A new study conducted by McGill PhD candidate Jason Samson, offers credibility to long-standing warnings that the effects of climate change will be the greatest for countries that contribute to global warming the least. The study presents the projected effects of climate change on the human population in 2050, identifying who will be the most effected and in what ways.
Samson used data on climate change and censuses that reached around 97 per cent of the globe. He mapped out the potential changes for the population based on the collected data and found that the climate will have a strong impact on population density.
“We think that our society is so advanced, so technologically developed, that our economy [is] so globalized that climate shouldn’t have anything to do with it,” he said.
Samson’s model shows that those considered highly vulnerable reside in hot, low altitude regions including South America, the Arabian Peninsula, and parts of Africa.
“It makes sense that [in] areas that are already difficult to grow crops, you have a good chance that with climate change these areas will be more vulnerable,” he said. “What I found was there was an inverse relationship between the cause and the consequence of climate change.”
Samson’s research shows that the countries most severely affected will be regions near the equator. Regions such as Central Asia, Canada, and Northern Europe are the least vulnerable.
“After looking at this global picture you can clearly see that these areas are emerging economies; developing countries that have the highest vulnerability to climate change,” he said.
According to McGill Geography professor James Ford, these findings are nothing new.

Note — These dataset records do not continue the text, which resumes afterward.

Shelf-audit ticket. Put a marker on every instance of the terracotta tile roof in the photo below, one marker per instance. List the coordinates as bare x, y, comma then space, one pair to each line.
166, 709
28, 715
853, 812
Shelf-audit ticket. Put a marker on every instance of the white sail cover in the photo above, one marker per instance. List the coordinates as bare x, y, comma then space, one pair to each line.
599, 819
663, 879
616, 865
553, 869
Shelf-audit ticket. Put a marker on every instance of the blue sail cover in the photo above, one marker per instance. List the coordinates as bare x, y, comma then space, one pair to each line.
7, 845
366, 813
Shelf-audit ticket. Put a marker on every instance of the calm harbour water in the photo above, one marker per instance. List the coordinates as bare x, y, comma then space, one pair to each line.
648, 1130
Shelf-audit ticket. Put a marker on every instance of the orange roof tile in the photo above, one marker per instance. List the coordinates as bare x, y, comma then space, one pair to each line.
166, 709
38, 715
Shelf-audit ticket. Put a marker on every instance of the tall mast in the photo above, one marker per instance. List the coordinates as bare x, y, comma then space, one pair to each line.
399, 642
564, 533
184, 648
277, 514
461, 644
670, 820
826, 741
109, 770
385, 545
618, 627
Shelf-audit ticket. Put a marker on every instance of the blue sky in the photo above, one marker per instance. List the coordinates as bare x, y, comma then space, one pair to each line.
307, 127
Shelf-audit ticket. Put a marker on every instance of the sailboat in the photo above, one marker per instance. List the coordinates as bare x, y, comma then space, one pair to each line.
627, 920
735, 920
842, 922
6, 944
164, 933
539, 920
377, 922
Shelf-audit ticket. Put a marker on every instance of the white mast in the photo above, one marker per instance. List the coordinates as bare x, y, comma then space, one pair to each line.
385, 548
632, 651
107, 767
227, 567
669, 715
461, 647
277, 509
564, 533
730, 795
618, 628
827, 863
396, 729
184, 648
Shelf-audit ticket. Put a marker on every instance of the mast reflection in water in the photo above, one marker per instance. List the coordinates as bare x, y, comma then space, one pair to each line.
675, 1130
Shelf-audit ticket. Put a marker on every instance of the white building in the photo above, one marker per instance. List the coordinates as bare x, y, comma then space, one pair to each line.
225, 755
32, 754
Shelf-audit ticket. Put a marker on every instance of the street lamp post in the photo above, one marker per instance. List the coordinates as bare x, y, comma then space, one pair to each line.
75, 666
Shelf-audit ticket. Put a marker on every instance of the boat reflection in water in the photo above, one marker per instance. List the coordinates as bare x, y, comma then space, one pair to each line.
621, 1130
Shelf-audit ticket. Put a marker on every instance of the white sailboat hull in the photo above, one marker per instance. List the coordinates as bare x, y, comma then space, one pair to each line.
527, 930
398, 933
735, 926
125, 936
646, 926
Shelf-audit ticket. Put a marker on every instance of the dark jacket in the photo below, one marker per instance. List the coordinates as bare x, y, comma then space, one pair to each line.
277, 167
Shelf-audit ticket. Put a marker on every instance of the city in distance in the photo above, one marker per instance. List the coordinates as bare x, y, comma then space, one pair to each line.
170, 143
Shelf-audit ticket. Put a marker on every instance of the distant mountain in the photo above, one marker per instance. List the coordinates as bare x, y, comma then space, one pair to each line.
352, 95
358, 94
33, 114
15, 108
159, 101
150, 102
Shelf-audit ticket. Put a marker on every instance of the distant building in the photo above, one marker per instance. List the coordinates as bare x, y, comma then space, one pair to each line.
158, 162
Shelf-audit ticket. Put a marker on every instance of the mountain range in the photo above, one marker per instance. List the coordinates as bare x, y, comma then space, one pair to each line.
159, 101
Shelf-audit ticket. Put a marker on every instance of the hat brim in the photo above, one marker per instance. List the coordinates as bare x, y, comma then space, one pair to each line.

“We have known that for quite a long time but it adds credibility to countries that say: ‘The climate is changing and we are being impacted the most’,” said Ford.
Samson noted the consistency he found in his results. “With the models I was doing I just kept obtaining the same results,” he said. “That was just mind blowing.”
Ford also emphasized the importance of Samson’s study in moving forward the creation of adaptation funding and aid to developing countries in order to help protect against their vulnerability.
“For the last five years at the international level we’ve seen a lot of talk about adaptation and adaptation funding. Whether its developing new crop types, developing new infrastructure, investing in irrigation, but it all comes down to basic money – money that developing nations often don’t have,” he said.
Samson reiterated the relationship between human societies and climate conditions.
“It is essential to develop alternative models to help the understanding of potential climate change. … [The study] was the first quantitative evidence supporting what many emerging countries and decision makers were suggesting,” he said.
“These kind of studies help show that climate change does impose costs,” said Ford. “It imposes costs on developing nations and there is an ethical responsibility there, on behalf of nations who are responsible for climate change, to support the nations that will be the most affected.”